Están vinculados uno con otro. Hay que encontrar los núcleos problemáticos. Uno de ellos tiene que ver con la selección. Cuando yo creé los catálogos de Océano o los del Fondo de Cultura Económica, siempre estaba pensando que los libros debían tener una diversidad de formatos, temas, estéticas y grados de dificultad, de manera que en cada catálogo un lector pudiera encontrar un libro que lo tocara verdaderamente. Y que pudiera encontrar en la contigüidad otros libros que lo sorprendieran. Esto se refleja en las políticas culturales en México, porque muy pocas veces los lectores son tomados en cuenta. De José Vasconcelos a la fecha, siempre ha habido un grupo de iluminados que piensa en lo que deben leer todos. Eso es gravísimo porque revela, sobre todo, una vocación de redentor que se dirige al lector como si éste fuera un ignorante. Se regalan libros y se generan bibliotecas sin preguntarse quiénes son los bibliotecarios y quiénes son los usuarios. El libro no sirve si no escuchas a los lectores.

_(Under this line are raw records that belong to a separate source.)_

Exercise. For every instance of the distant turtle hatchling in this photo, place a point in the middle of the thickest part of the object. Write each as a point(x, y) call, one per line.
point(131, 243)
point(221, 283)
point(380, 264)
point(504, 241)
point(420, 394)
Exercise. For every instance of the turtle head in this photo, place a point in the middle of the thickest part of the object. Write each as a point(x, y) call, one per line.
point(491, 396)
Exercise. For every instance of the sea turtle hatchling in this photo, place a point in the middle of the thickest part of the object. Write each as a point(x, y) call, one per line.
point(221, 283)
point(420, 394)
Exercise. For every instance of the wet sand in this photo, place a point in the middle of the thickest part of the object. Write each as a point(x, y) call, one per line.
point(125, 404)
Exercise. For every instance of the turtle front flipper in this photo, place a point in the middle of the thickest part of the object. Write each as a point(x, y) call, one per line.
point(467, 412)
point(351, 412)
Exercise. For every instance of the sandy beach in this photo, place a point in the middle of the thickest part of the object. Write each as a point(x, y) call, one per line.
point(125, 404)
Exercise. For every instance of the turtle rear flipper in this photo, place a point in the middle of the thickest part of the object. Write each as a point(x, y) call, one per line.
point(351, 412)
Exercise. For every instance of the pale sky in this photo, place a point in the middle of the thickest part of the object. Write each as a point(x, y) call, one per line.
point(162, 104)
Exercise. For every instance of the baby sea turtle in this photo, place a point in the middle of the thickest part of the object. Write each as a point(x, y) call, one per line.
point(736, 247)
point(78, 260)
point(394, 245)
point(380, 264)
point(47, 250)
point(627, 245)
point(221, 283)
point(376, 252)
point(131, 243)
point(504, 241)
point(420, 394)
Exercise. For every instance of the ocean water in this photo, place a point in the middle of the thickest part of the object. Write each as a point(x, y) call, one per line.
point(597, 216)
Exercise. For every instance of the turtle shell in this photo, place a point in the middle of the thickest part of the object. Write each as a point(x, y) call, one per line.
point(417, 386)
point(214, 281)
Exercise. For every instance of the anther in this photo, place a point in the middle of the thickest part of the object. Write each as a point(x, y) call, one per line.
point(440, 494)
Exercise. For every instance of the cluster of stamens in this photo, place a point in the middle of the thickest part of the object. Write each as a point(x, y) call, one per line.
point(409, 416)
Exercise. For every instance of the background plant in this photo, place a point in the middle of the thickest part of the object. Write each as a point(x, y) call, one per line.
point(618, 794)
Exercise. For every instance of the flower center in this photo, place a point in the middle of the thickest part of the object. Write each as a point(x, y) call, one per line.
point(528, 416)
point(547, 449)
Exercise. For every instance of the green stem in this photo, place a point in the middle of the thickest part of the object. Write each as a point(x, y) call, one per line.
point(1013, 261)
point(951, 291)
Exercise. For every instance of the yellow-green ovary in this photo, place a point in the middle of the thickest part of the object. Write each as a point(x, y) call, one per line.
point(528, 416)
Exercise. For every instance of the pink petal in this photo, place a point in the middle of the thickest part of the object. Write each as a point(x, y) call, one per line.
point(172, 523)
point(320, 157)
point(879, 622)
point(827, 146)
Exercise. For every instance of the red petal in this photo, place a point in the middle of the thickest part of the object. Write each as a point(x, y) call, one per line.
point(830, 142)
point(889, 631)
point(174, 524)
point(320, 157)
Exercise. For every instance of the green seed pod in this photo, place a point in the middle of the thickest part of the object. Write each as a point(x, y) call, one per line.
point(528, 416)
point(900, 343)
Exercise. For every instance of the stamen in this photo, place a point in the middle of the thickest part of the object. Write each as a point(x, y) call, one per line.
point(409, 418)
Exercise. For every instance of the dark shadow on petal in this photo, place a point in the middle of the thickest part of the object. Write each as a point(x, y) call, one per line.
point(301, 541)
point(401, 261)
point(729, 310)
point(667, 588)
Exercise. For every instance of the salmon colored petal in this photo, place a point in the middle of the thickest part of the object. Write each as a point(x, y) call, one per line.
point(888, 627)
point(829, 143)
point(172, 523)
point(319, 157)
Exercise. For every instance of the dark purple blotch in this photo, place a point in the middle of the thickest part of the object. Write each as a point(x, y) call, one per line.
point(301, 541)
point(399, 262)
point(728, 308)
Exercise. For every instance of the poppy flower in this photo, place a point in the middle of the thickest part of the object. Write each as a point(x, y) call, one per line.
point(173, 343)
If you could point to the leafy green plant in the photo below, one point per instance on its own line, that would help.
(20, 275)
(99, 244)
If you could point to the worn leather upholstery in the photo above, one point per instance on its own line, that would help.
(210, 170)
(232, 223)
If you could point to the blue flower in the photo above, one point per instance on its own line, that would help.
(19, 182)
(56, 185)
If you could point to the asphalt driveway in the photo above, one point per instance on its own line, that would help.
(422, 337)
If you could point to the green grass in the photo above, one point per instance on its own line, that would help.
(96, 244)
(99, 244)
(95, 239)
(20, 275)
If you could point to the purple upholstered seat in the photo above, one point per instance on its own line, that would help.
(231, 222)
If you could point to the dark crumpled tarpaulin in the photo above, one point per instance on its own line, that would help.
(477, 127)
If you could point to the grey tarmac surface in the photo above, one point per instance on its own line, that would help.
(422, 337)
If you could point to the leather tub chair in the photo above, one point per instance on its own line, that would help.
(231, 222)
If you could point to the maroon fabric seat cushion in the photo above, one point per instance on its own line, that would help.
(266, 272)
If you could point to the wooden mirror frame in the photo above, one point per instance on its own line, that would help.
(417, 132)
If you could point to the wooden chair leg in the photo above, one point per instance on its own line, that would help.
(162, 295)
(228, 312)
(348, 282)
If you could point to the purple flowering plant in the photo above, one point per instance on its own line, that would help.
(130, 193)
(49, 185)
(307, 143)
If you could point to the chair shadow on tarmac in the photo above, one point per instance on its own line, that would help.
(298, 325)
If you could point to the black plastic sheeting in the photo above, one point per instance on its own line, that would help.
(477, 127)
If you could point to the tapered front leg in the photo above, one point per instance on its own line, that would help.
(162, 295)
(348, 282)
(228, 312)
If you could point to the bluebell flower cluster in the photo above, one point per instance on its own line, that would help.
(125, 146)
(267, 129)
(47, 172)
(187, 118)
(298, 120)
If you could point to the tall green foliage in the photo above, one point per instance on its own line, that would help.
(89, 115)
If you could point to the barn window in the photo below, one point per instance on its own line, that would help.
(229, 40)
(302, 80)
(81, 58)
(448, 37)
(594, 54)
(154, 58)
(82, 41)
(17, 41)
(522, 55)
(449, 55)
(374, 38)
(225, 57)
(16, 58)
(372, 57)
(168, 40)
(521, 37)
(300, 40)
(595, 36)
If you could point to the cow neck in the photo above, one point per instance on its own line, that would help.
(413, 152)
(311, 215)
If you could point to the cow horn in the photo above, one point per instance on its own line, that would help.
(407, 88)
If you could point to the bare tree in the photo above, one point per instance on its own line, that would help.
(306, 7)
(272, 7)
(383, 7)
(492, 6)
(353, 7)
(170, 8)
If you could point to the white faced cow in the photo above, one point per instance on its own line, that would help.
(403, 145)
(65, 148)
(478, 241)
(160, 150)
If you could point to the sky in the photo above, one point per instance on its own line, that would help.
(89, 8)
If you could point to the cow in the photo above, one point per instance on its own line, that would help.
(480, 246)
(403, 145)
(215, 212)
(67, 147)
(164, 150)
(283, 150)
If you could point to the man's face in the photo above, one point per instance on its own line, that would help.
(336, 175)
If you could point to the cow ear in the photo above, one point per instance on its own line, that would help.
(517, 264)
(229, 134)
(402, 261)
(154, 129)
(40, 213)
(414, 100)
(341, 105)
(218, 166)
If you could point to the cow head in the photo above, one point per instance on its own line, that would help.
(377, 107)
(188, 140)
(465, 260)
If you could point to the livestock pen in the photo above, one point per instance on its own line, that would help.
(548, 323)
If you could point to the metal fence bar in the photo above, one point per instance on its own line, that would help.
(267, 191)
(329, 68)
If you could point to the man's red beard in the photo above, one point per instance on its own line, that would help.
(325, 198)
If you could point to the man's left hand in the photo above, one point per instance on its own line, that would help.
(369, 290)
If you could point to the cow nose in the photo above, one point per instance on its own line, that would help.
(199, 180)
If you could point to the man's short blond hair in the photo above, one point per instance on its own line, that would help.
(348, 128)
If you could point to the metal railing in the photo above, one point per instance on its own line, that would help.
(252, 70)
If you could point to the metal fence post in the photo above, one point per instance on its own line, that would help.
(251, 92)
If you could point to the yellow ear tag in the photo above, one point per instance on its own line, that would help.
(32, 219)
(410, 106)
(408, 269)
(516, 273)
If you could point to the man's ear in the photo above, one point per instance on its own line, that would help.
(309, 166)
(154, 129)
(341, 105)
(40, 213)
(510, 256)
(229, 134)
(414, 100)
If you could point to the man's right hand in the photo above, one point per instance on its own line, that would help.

—Quienes hacen libros compiten con otros productos culturales. ¿Cómo afecta a la lectura la batalla por la atención?

Una de las cosas que se ha exacerbado es la intolerancia al aburrimiento, al tiempo libre, al silencio. El aburrimiento es una de las cosas más esenciales de la cultura. Un libro, en buena medida, es una invitación a desconectarte de algo y conectarte con otro tiempo. Eso está afectando las posibilidades de acercamiento de los lectores a los libros y los modos de la lectura. Y, lo que es peor, está afectando las relaciones interpersonales y el espacio político. La excesiva oferta, lejos de estimular una selección, la anula. Vivir en la novedad impide que se fragüen procesos más complejos que permiten un crecimiento como lector.

—Hay dos fenómenos recientes que han suscitado conversaciones y debates: por una parte, la reescritura de ciertos pasajes de libros para ceñirlos a los valores de la corrección política; el otro fenómeno es la prohibición de textos considerados no aptos para las infancias. ¿Cómo deberíamos posicionarnos críticamente ante ello?

Son fenómenos que no solo atañen a la literatura para niños. Tienen que ver, por un lado, con lo que estás buscando con el lector, sea niño o adulto, y con esa suerte de endiosamiento del libro. Como si el libro fuera una especie de recetario y los lectores fuéramos pasivos. Creo que generas el efecto contrario cuando prohibes. Hay que reconocer que el niño es un interlocutor válido e inteligente que puede afrontar todos los temas.

Yo estoy por abrir una biblioteca y pienso si debemos meter o no un libro tan polémico como Mi lucha (de Adolf Hitler). Es un libro que constantemente los lectores quieren y que no está en ninguna de las librerías o bibliotecas. Yo digo: “hay que ponerlo y discutirlo”. El lector que se cree eso ya tiene una idea dogmática de la cultura, pero el otro lector pensará que es un libro ridículo.